Letzte Woche entschied ich, mein 30-Tage-Gartengedichte-Projekt zu beenden und es als gescheitert zu erklären. Ich habe es nicht geschafft, mir jeden Tag für das Verfassen eines Kurzgedichts zu nehmen. Der Alltag und das tätige Tun hatten mich totalitär ergriffen. Bin ich - Wilhelm - nun gänzlich gescheitert? Muss deswegen jetzt alles scheiße sein? Meine alten Denkmuster wollen das so! Versuche ich diese Denkmuster zu durchbrechen, dann war es einfach eine unglaublich volle, stressige und tätige Woche - in der es auch Highlights (z.B. bin ich zum ersten Mal in meinem Leben selbst Trecker gefahren) gab. Aber die Stresswellen schlugen mir weiter gegen den Kopf und ich habe Angst, "alles" nicht schaffen zu können und die Stressflutwelle nicht aufhalten zu können. Meine bisherige Lösungsstrategie auf einen solchen Stress zu reagieren, bestand darin, das, was ansteht, so effizient wie möglich zu organisieren (möglichst ohne Pausen und Selbstfürsorgezeit einzuplanen). Ich dachte eben immer, dass ich alles schaffen muss, um ein guter Lehrer, Ehemann und Mensch zu sein.


Mit meiner Therapeutin habe ich allerdings eine neue zwar banale aber sehr entlastende Strategie entwickelt: Ich habe mir ein Buch/Heft angelegt, in dem es für jeden Tag folgende Kategorien gibt: Kopfliste (alles, was ungeordnet in meinem Kopf schwirrt), Realität (das was aus der Kopfliste realistisch und für den Tag schaffbar ist; inklusive der Selbstfürsorgezeit und Pausen) sowie eine Gefühlsecke (mich selbst in meinen Gefühlen wahrnehmen und das verbalisieren) sowie die Kategorie der Gedankensplitter (alles, was ich sonst noch so an Gedanken, Ideen im Kopf habe).

Nach meiner beschissenen Woche hatte das zur Folge, nicht nur einen Tages-, sondern einen Wochenplan zu erstellen, um einen Realitätscheck zu machen.
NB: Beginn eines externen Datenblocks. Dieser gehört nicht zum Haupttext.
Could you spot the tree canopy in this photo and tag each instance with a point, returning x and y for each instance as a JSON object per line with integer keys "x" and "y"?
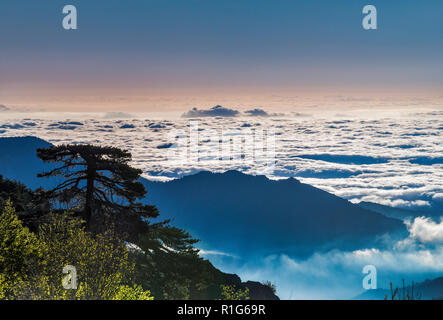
{"x": 100, "y": 181}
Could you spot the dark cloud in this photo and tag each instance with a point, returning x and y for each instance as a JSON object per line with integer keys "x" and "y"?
{"x": 3, "y": 108}
{"x": 217, "y": 111}
{"x": 117, "y": 115}
{"x": 257, "y": 112}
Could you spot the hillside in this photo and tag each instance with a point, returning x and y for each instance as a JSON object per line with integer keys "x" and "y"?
{"x": 241, "y": 214}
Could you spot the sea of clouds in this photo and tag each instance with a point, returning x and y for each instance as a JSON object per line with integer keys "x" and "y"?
{"x": 390, "y": 158}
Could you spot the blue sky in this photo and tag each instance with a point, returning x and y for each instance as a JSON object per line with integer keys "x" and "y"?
{"x": 155, "y": 49}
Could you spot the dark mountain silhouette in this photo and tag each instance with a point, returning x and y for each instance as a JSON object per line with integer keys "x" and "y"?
{"x": 240, "y": 214}
{"x": 428, "y": 290}
{"x": 397, "y": 213}
{"x": 237, "y": 213}
{"x": 18, "y": 160}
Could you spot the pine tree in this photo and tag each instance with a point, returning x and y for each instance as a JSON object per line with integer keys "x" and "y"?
{"x": 100, "y": 181}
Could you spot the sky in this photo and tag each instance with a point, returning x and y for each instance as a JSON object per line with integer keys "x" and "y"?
{"x": 157, "y": 55}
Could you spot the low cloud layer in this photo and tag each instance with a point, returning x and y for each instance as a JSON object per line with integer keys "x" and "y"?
{"x": 217, "y": 111}
{"x": 426, "y": 230}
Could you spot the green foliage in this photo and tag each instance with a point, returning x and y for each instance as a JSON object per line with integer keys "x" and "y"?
{"x": 169, "y": 265}
{"x": 232, "y": 293}
{"x": 117, "y": 252}
{"x": 19, "y": 249}
{"x": 31, "y": 265}
{"x": 132, "y": 293}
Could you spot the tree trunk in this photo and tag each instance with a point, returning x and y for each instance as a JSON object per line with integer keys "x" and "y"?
{"x": 89, "y": 204}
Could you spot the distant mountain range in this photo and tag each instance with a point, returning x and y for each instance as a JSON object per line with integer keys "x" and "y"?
{"x": 237, "y": 213}
{"x": 397, "y": 213}
{"x": 240, "y": 214}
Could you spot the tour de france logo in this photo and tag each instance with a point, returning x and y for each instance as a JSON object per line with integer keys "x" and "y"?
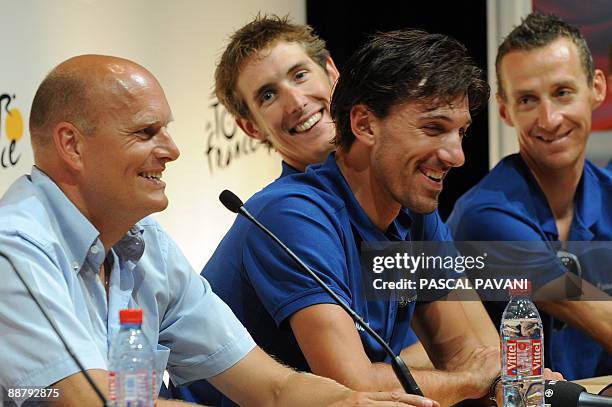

Leider haben sich meine Psyche und meine Depression davon zunächst nicht beeindrucken lassen. Das Gefühl der Wertlosigkeit war sehr prägend. Ich fühle mich wertlos, weil ich mein Leben nicht auf die Reihe kriege.

Dazu kommt auch noch, dass ich keinen Zugang zu mir selbst bekomme und sich wieder eine Hoffnungslosigkeit zeigt. Da hilft auch nicht mein Geburtstag in dieser Woche. Ich denke, dass alle erwarten, dass ich mich freuen muss.

[CRASH] ... Was sind eigentlich die Skills, die ich in der Tagesklinik gelernt habe? Was kann ich jetzt aktiv tun? Barfuß über die Wiese laufen? Ein Gedicht schreiben? Fotografieren gehen? Mit einer Atemübung habe ich dann den Weg aus dem depressiven Momentum gestartet. Sieben Minuten 4-8-7!!! Diese kurze Zeit hat etwas Linderung verschafft, bedeutete ein kurzes Abschalten von meinen Selbstzweifeln. [ZWEI TAGE SPÄTER] Ich bin noch etwas wackelig, aber nach ein paar Gedichten und weiteren Atemübungen führt der Weg wieder nach oben. Ich bin also nicht gescheitert!


P.S.

Lieber Leser, das war ein recht ungefilterter Auszug aus einer depressiven Episode, in der die einfachsten Dinge und Tätigkeiten zum Problem werden können. Für Angehörige ist es schwer, diese Lethargie, das Selbstmitleid zu ertragen und kaum helfen zu können. Ein "Wird schon wieder!" hilft da leider nicht. Depressive Menschen sollten aus meiner Erfahrung heraus mit den kleinsten Dingen versuchen, aus so einer "Scheiße" herauszukommen.